Goals
Assignment 2: multi-threaded HTTP server with logging CSE130-01 Fall 2019
Due: Thursday, November 21 at midnight
The goals for Assignment 2 are to modify the HTTP server that you already implemented to have two additional features: multi-threading and logging. Multi-threading means that your server must be able to handle multiple requests simultaneously, each in its own thread. Logging means that your server must write out a record of each request, including both header information and data (dumped as hex). Youll need to use synchronization techniques to service multiple requests at once, and to ensure that entries in the log arent intermixed from multiple threads
As usual, you must have source code, a design document and writeup along with your README.md in your git repository. Your code must build httpserver using make.
Design document
Before writing code for this assignment, as with every other assignment, you must write up a design document. Your design document must be called DESIGN.pdf, and must be in PDF. You can easily convert other document formats, including plain text, to PDF. Scanned-in design documents are fine, as long as theyre legible and they reflect the code you actually wrote.

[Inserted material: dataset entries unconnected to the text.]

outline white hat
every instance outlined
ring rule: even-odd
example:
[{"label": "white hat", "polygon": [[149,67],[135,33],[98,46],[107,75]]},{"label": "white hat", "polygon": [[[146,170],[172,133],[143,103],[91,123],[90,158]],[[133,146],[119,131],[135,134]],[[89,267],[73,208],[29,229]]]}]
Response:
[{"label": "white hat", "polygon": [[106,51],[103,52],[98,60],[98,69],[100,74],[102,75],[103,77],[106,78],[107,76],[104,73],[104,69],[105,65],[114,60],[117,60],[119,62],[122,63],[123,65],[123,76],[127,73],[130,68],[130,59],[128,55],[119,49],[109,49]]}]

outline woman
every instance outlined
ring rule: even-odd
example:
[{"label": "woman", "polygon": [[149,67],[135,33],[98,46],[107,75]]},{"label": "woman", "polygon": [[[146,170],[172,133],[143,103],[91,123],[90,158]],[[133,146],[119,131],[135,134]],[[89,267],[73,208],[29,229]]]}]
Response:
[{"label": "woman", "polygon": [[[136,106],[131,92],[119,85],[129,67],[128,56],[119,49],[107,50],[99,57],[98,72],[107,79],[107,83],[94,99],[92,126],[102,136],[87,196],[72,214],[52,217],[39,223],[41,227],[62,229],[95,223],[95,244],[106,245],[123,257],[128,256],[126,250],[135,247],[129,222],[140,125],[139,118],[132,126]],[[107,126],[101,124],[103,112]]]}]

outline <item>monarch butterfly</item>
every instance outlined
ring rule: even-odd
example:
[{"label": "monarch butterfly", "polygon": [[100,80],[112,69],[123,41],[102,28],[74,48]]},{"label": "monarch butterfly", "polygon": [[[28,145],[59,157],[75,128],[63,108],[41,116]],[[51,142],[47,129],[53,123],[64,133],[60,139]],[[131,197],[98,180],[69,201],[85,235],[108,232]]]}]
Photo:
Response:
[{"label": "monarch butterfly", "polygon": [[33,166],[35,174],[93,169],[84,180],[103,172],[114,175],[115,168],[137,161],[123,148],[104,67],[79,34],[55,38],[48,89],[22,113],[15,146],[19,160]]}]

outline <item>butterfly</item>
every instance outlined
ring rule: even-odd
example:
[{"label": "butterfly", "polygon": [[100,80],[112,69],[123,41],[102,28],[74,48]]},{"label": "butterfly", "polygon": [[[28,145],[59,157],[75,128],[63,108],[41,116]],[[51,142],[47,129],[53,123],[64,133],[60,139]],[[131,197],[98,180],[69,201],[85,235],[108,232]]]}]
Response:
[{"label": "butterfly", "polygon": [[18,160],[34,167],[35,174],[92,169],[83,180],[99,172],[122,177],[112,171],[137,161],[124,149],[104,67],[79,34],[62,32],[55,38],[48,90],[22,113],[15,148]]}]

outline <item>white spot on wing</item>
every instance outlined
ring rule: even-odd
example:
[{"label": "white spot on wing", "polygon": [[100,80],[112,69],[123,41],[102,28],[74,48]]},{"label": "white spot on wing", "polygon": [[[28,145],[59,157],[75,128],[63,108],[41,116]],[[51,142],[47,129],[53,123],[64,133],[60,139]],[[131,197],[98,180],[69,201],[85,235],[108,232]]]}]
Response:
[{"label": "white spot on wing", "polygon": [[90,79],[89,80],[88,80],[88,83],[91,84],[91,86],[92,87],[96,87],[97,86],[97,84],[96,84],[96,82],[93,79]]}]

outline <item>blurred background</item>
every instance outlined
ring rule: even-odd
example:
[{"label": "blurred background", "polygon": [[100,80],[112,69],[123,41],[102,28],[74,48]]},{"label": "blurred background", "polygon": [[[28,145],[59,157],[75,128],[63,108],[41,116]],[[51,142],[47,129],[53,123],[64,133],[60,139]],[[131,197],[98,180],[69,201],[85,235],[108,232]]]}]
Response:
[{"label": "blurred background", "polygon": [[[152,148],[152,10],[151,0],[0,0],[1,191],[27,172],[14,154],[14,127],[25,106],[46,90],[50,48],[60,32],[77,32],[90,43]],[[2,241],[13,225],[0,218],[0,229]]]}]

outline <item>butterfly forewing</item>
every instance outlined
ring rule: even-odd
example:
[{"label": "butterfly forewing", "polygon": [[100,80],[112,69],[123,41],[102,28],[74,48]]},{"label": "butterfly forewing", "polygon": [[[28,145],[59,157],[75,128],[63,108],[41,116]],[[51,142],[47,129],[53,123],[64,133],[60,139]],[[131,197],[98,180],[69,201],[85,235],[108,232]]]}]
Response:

Your design document should describe the design of your code in enough detail that a knowledgeable programmer could duplicate your work. This includes descriptions of the data structures you use, non-trivial algorithms and formulas, and a description of each function with its purpose, inputs, outputs, and assumptions it makes about inputs or outputs
Since a lot of the system in Assignment 2 is similar to Assignment 1, we expect youre going to copy a good part of your design from your Assignment 1 design. This is fine, as long as its your Assignment 1 youre copying from. This will let you focus on the new stuff in Assignment 2.
For multithreading, getting the design of the program right is vital. We expect the design document to contain discussions of why your system is thread-safe. Which variables are shared between threads? When are they modified? Where are the critical regions? These are some of the things we want to see. Similarly, you should explain why your design for logging each request contiguously actually works.
Program functionality
Your code may be either C or C++, but all source files must have a .cpp suffix and be compiled by clang++ version 7. As before, you may not use standard libraries for HTTP, nor any FILE * or iostream calls except for printing to the screen (e.g., error messages). You may use standard networking (and file system) system calls.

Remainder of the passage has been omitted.